Tesla Motors made a bid on Tuesday to buy its sister company, SolarCity, as CEO Elon Musk looks to consolidate his growing clean-energy empire.
The offer comes as Tesla, best known for its electric automobiles, pushes to become a behemoth in the burgeoning energy storage industry that is key to making green power cheap and weaning the world’s economy off fossil fuels.
“The world doesn’t lack for automotive companies,” Musk said during a 32-minute press call Tuesday afternoon. “The world lacks for sustainable energy companies.”

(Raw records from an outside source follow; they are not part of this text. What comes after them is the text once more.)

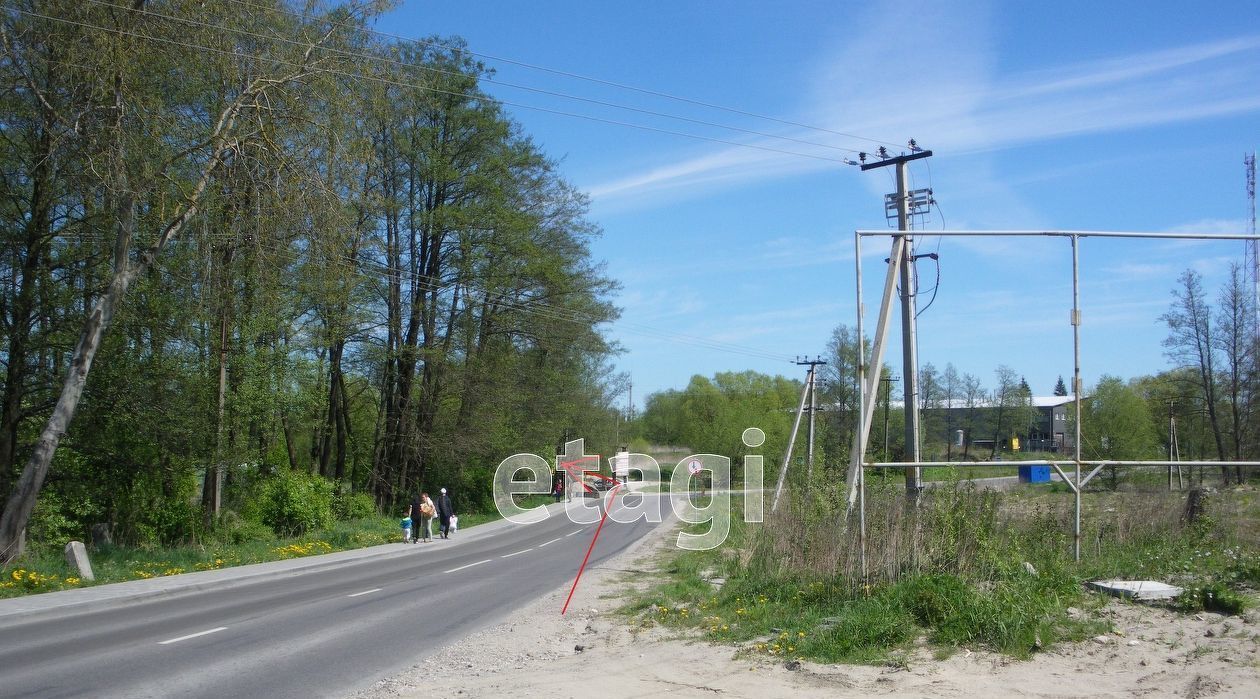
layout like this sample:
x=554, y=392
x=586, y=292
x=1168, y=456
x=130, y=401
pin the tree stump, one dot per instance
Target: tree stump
x=1195, y=506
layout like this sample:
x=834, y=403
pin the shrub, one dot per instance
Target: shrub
x=49, y=527
x=354, y=505
x=169, y=522
x=243, y=530
x=295, y=503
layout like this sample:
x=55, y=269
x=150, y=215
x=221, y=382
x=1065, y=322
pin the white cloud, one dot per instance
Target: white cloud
x=945, y=88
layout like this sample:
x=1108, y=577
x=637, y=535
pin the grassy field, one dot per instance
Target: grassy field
x=968, y=568
x=49, y=572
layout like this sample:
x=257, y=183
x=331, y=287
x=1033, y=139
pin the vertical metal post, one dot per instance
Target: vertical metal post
x=813, y=408
x=862, y=519
x=870, y=374
x=909, y=341
x=1076, y=389
x=791, y=441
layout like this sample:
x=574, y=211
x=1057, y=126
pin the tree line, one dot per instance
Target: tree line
x=1207, y=397
x=248, y=238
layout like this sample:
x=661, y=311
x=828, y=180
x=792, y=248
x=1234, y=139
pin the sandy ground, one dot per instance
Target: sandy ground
x=590, y=651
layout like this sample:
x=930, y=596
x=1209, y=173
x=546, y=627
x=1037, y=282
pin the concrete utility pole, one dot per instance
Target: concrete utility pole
x=805, y=394
x=909, y=344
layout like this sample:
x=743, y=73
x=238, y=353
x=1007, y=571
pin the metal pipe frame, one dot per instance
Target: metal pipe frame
x=868, y=372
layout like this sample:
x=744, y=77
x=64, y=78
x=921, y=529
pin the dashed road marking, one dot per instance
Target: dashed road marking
x=469, y=566
x=192, y=636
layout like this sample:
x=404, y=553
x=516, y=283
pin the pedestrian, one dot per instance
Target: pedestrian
x=427, y=510
x=417, y=506
x=445, y=510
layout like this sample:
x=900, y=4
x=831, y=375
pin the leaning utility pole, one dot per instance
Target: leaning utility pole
x=807, y=393
x=909, y=344
x=1253, y=257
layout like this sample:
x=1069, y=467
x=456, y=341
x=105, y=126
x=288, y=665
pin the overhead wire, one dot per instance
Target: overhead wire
x=536, y=309
x=577, y=76
x=439, y=91
x=480, y=78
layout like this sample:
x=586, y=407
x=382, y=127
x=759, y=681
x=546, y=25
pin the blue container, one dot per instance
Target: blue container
x=1035, y=474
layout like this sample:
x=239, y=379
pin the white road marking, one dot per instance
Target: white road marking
x=192, y=636
x=469, y=566
x=517, y=553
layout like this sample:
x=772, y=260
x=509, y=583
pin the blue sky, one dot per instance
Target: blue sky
x=1069, y=115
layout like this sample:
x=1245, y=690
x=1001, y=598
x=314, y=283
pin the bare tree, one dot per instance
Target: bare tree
x=1234, y=340
x=1191, y=344
x=132, y=168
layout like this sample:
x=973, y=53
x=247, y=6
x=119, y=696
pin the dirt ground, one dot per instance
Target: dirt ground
x=590, y=651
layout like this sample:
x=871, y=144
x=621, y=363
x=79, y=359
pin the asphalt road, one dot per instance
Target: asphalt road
x=326, y=631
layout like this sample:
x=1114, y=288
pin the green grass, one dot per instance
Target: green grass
x=783, y=600
x=967, y=472
x=48, y=572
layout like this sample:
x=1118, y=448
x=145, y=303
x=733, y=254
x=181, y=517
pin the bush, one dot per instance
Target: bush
x=243, y=532
x=294, y=503
x=354, y=505
x=49, y=528
x=170, y=522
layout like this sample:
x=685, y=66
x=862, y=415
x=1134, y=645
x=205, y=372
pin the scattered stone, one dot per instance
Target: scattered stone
x=76, y=557
x=102, y=535
x=1140, y=591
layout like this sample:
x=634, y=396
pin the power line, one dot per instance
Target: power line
x=439, y=91
x=577, y=76
x=480, y=78
x=536, y=309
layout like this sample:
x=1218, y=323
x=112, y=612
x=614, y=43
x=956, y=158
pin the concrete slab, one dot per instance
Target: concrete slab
x=1137, y=590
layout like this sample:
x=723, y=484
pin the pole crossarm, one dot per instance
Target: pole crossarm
x=867, y=233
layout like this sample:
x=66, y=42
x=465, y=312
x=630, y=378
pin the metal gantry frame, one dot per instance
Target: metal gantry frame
x=868, y=372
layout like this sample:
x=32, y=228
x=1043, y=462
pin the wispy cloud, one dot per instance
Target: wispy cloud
x=960, y=101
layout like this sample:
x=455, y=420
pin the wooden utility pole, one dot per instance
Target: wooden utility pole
x=805, y=393
x=909, y=344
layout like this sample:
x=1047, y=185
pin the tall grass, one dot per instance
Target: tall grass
x=963, y=567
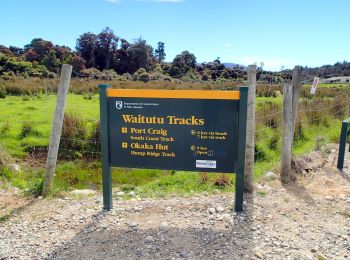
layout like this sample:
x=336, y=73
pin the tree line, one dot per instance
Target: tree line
x=108, y=56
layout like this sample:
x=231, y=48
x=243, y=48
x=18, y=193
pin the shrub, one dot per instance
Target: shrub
x=5, y=128
x=223, y=180
x=145, y=77
x=299, y=133
x=259, y=153
x=73, y=135
x=273, y=142
x=2, y=91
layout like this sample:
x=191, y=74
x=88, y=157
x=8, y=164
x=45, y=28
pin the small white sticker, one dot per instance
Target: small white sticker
x=206, y=164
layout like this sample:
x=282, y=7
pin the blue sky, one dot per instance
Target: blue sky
x=276, y=32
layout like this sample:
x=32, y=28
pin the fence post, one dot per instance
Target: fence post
x=342, y=144
x=249, y=159
x=296, y=84
x=56, y=128
x=287, y=136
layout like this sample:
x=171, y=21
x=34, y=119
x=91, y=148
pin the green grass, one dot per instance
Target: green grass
x=36, y=113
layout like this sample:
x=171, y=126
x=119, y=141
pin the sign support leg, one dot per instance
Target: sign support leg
x=342, y=145
x=106, y=168
x=242, y=125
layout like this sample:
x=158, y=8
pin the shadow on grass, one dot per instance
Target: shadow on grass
x=16, y=211
x=195, y=241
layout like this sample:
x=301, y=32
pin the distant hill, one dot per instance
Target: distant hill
x=233, y=65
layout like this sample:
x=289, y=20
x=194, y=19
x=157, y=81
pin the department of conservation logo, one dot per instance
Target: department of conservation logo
x=119, y=104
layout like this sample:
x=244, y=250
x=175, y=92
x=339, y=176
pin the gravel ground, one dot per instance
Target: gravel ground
x=309, y=219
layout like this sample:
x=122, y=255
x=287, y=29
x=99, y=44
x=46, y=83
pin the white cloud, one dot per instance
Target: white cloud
x=169, y=1
x=270, y=63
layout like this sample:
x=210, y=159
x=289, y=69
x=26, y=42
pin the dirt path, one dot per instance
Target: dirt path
x=309, y=219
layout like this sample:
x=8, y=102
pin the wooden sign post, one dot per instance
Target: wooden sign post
x=187, y=130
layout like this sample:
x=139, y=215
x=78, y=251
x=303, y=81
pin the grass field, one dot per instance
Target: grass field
x=25, y=123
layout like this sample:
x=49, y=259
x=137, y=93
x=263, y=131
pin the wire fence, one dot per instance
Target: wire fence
x=25, y=124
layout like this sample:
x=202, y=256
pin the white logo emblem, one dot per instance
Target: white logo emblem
x=119, y=104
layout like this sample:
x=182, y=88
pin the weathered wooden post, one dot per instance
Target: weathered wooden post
x=56, y=128
x=287, y=136
x=249, y=159
x=296, y=85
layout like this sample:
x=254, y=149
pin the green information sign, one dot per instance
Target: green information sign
x=188, y=130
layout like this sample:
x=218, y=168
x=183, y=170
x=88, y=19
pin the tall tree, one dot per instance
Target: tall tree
x=140, y=55
x=86, y=45
x=160, y=52
x=106, y=48
x=40, y=47
x=182, y=63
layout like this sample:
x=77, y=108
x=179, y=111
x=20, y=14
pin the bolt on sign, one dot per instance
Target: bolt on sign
x=184, y=130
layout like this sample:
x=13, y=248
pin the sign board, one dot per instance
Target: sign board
x=314, y=86
x=188, y=130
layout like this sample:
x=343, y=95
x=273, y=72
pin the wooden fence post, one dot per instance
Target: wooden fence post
x=287, y=136
x=249, y=159
x=56, y=128
x=296, y=84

The deal, valued at up to $3 billion, well above SolarCity’s market capitalization of $2.14 billion, awaits approval by shareholders. Musk -- the largest shareholder in both Tesla and SolarCity, where he serves as chairman -- said he will recuse himself from the vote.
If approved, the combined company would exist under Tesla’s brand name. It’s unclear whether Palo Alto-based Tesla Motors would drop “motors” from its name, a word harkening to the 13-year-old company’s earlier days when it was only a carmaker.
On the face of it, the companies seem to pair pretty naturally. Tesla last year released a set of batteries, built on the same technology that powers its vehicles, meant to store excess energy produced by solar panels or wind turbines. Dubbed the Powerwall, the units began selling this year to homeowners and utility companies that use the devices to store power produced when the sun is out or wind is blowing for later use.
The cost of producing renewable energy has plummeted, thanks largely to regulatory incentives and improved technology. But the industry has been hampered by one major problem: It’s hard to move wind and solar power from place to place. Tesla, for its part, has bet big that the lithium-ion batteries used to power its cars can be dramatically scaled up to energize homes and cities, too.
The company broke ground two years ago on what will be world’s biggest lithium-ion battery factory, the so-called Gigafactory in Nevada. When the facility reaches full capacity sometime in the next few years -- deadlines for new Tesla products are notoriously flexible -- it is expected to produce more battery packs annually than were created in the entire world last year. As Wired declared in April 2015, “Tesla isn’t an automaker. It’s a battery company.”
SolarCity, which partnered with Tesla on its Powerwall, needs storage. In an interview with The Huffington Post earlier this month, CEO Lyndon Rive -- Musk’s younger cousin -- outlined a vision for his company that extended well beyond installing solar panels on rooftops.
Essentially, SolarCity wants to function as a distributed power plant that, by connecting its network of panels to batteries, can help utility companies manage their power grids without relying on coal- or natural gas-burning generators. One of the biggest problems for utilities that use clean energy is that, when there isn’t enough sun or wind meet demand, they burn fossil fuels to push electricity onto the grid.
“If you can provide solar combined with storage, you can really easily address that,” Rive said earlier this month. “It’s better than any standby generator, as storage can release energy a lot faster and can essentially have instant power available.
“That’s the space that we’re going to focus on,” Rive added. “We’re investing heavily into all grid-related services. I’m most excited about our grid services group leveraging the infrastructure we’re going to be deploying on the residential side and using that infrastructure to provide grid services to utilities.”
Tesla’s burgeoning battery business could fill that need.
Tesla investors may not agree. Tesla’s stock price plunged nearly 12 percent in after-hours trading on Tuesday. Shares in the company have been volatile for years, as it continues to burn through cash. (Shares of SolarCity, which was battered by traders along with other solar stocks last month, surged more than 15 percent.)
Musk’s obsession with growth at the expense of profit has earned him comparisons to Amazon CEO Jeff Bezos, who just two years ago was lambasted as a megalomaniacal “Grinch” who stole Christmas from a company so bad at making money that it’s “not a real business.”
That philosophy has carried Amazon a long way from being a humble online bookseller. And Tesla’s days of being known as a car company may be waning.